Da mesma forma que é necessário para a lavratura da escritura pública de divisão amigável, judicialmente também é necessário que um engenheiro agrimensor apresente a planta do imóvel com a respectiva divisão das partes.
Posteriormente haverá a atribuição de cada uma das partes com a expedição de auto de divisão assinado pelo juiz e pelo perito (engenheiro), o qual também deverá ser levado a registro para a abertura das matrículas individualizadas em nome de cada condômino.
IMÓVEL INDIVISÍVEL
Como foi dito, a divisão física do imóvel nem sempre é possível.
Pode haver indivisibilidade por determinação legal, como é o caso do Estatuto da Terra proibindo a divisão de imóvel rural em dimensão inferior ao módulo rural e o caso da Lei 6.766/79, a qual proíbe que lotes urbanos apresentem medida inferior a 125 m² (cento e vinte e cinco metros quadrados).
Já a indivisibilidade natural de um imóvel se apresenta pela divisão de uma casa ou apartamento.
Em ambos os casos não haverá a divisão física do imóvel, porque impossível. O que ocorrerá é a divisão dos frutos provenientes da venda desse imóvel.

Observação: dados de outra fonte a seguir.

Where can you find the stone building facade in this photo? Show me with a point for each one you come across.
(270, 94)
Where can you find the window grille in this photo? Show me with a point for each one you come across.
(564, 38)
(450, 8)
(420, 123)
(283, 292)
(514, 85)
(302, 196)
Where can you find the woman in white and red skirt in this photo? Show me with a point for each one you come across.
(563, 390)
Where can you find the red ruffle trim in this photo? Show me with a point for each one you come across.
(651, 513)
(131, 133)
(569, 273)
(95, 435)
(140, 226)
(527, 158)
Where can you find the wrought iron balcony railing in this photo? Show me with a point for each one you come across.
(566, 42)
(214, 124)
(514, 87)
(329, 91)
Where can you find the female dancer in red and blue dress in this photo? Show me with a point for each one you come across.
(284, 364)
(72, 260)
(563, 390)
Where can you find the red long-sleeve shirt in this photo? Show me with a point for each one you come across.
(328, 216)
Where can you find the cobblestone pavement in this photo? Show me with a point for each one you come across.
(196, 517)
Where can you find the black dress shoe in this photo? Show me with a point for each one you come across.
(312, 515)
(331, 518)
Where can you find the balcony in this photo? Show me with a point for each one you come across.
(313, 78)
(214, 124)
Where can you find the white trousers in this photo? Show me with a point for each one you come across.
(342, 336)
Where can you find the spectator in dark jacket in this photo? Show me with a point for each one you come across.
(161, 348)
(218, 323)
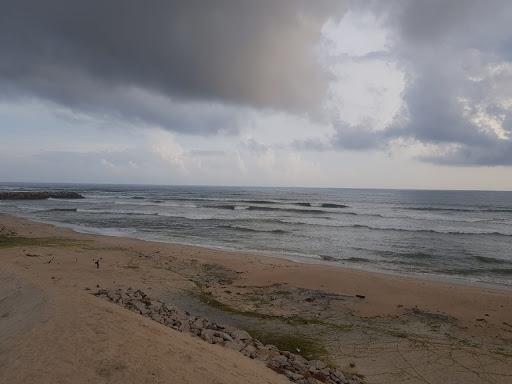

Havendo concordância entre todos os condôminos, esse imóvel pode ser adquirido por um deles com o pagamento da quota parte de cada um dos demais ou pode ser vendido a terceiro com a posterior divisão do produto da venda (valor em dinheiro).
Por outro lado, não estando todos de acordo com a venda do imóvel em comum, neste caso também é necessário o ingresso de um processo judicial através de uma Ação de Extinção de Condomínio, na qual haverá uma venda judicial de imóvel.
A venda judicial é uma alienação forçada realizada em hasta pública.
Os condôminos apenas têm preferência na aquisição do imóvel em relação a terceiros. Entre os condôminos, terá preferência aquele que:
a) Tiver benfeitoria de maior valor;
b) Não havendo benfeitoria, aquele que tiver o maior quinhão;
c) Não existindo nenhum padrão de preferência, o vencedor será aquele que pagar o maior preço.
É importante mencionar que dos demais condôminos não podem impedir essa venda, uma vez que é de direito de qualquer um deles exigir a extinção deste condomínio.
CONCLUSÃO
Pela análise sobre a possibilidade de divisão de um imóvel entre vários proprietários, conclui-se que ninguém é obrigado a manter um condomínio com terceiros.
Assim, é de pleno direito de qualquer um dos condôminos exigir a divisão do imóvel, se divisível, ou a vendo o imóvel com a divisão do produto arrecadado, se indivisível.